Raph Koster: You want to hear an anecdote?
The MMO Gamer: Sure.
Raph Koster: Way back when, in 1998, when we were talking about what the first expansion pack for UO should be, I said, “You know what we should do? We should release the server, and our scripting documentation, and let anybody make servers and have red moon gates that you could go to from our server to other people’s servers.”
Everybody laughed very politely, and then that pitch got shelved.
In some ways I’ve been thinking about it since then. This version of it, with a lot of the characteristics of it, actually took a little bit of time after I left SOE to figure out. And that was because—essentially the reason I ended up making it so webby is that I was doing it by myself for awhile. When you’re a team of one you go out there and you start looking at what other technology can you co-opt, what can you leverage.

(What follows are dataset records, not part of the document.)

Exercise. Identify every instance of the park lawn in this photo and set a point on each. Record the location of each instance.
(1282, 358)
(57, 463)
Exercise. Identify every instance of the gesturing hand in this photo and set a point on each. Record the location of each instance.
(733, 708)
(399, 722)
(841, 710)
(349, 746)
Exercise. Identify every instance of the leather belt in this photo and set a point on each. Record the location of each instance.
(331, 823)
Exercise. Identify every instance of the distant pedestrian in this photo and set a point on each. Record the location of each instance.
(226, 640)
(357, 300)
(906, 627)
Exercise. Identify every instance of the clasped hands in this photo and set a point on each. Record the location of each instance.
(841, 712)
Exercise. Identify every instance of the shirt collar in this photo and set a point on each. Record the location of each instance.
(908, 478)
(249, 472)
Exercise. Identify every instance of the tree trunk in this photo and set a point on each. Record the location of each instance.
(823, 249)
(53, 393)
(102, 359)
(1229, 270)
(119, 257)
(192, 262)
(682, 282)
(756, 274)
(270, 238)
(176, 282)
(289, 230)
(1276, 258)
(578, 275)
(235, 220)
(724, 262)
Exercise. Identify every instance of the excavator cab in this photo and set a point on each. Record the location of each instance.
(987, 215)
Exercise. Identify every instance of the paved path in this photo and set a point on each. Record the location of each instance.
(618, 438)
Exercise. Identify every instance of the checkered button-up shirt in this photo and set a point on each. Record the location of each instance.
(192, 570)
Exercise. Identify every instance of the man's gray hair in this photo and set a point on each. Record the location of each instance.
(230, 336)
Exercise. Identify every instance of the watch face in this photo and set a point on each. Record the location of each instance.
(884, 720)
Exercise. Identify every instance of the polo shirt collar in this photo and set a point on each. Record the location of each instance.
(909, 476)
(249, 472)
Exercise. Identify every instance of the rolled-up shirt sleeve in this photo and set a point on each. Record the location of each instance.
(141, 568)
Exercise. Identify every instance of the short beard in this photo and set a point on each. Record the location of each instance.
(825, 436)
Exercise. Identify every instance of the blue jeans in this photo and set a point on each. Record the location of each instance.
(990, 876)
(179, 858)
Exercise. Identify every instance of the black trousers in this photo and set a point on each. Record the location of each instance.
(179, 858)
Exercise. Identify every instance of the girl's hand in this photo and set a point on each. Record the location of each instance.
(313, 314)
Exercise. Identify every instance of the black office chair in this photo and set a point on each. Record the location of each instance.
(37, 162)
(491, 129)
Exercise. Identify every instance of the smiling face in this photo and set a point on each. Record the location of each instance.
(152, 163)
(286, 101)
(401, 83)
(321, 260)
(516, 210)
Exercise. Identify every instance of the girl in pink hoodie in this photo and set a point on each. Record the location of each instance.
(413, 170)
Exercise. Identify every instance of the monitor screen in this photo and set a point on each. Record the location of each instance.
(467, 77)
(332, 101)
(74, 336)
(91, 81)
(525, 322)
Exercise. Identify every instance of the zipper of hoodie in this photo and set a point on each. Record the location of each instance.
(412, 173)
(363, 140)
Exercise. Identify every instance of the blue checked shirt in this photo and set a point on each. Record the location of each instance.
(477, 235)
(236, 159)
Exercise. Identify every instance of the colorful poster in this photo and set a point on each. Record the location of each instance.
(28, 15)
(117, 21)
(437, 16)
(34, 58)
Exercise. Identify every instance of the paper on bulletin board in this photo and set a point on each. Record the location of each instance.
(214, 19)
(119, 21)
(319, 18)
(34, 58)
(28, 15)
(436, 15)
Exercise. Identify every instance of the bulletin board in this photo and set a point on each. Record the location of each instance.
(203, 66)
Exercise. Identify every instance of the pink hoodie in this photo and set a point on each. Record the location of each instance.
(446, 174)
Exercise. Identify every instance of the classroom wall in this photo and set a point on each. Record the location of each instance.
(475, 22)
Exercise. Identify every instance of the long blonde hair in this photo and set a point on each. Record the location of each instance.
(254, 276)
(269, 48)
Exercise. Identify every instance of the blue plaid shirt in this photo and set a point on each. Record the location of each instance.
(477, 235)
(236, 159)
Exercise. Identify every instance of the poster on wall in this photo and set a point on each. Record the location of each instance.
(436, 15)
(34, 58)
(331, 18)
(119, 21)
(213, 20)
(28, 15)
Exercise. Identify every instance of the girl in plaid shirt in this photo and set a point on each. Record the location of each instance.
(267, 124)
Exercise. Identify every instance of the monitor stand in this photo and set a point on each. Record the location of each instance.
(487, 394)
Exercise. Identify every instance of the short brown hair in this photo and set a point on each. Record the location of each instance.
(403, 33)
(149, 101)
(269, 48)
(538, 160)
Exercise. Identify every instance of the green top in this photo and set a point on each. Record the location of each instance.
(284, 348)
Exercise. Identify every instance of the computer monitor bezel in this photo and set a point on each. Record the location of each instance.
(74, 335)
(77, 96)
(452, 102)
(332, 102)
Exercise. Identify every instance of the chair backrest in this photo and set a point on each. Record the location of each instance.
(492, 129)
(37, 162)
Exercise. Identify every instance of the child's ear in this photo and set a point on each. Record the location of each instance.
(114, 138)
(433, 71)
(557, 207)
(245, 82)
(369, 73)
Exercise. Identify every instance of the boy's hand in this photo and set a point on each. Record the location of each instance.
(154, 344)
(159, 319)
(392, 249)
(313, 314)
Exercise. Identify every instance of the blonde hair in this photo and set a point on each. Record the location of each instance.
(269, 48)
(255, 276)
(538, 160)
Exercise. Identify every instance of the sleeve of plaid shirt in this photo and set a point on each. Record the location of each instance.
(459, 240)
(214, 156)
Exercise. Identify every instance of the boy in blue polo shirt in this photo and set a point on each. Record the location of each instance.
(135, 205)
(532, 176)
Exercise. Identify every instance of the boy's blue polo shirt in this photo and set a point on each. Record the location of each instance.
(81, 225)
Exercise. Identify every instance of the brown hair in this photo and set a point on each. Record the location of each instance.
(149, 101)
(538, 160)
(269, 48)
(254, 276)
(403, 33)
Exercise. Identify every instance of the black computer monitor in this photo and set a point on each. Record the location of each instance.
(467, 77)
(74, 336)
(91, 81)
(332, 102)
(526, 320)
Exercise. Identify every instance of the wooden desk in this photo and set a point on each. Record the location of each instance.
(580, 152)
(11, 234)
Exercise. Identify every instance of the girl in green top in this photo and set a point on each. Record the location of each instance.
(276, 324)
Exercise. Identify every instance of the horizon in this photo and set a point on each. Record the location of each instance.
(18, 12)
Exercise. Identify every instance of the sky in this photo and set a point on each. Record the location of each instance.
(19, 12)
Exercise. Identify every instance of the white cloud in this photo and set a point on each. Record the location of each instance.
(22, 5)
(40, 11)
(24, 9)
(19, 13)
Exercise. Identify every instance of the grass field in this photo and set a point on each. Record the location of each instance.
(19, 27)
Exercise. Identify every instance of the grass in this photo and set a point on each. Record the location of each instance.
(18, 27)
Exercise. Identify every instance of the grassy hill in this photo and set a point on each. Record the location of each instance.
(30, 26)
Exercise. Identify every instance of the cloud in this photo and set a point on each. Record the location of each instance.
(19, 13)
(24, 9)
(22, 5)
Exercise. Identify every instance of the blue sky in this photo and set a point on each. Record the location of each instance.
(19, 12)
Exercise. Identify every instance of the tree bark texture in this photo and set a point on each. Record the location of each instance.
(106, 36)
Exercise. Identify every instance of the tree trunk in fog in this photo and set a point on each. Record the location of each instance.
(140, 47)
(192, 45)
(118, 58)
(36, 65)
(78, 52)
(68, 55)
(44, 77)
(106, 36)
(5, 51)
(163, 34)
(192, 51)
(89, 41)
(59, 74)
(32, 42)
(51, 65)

So the idea was bouncing around for sure, for a long time I’ve been wondering, “How do we accomplish this?” But, at the same time what Metaplace is now is really the result of what we’ve done here. Even when we founded the company we talked about doing other things. And then it’s evolved enormously once, obviously, we had a team of programmers better than me—it changes pretty dramatically. [Laughing]
The MMO Gamer: What in a name? How did you come up with “Metaplace”?
Raph Koster: Coming up with names sucks. It’s really painful. You may have noticed that the name Areae for the company is hard to pronounce and a lot of people don’t understand it. That would be because they tell you, “You now need to supply a name for the company, you’ve got twenty-four hours to come up with it thanks to all of the paperwork that we’ve got to fill out.”
You’ve been searching for three weeks trying to find something that isn’t already trademarked or taken and doesn’t suck, and you panic. [Laughing] So you end up compromising.
In the case of Metaplace I think we got luckier, because it does mean exactly what we’re making. We’re making a kind of central destination that is a place of many places, it’s above all the places that people will make. It took about five months to come up with the name Metaplace, [Laughing] it took a lot of work. God, we even had a naming company involved at one point. We didn’t pick any of those names.
The MMO Gamer: I admit, I kind of wish you’d gone Snow Crash on it and named it Metaverse, but then I suppose every other character would be named Hiro Protagonist.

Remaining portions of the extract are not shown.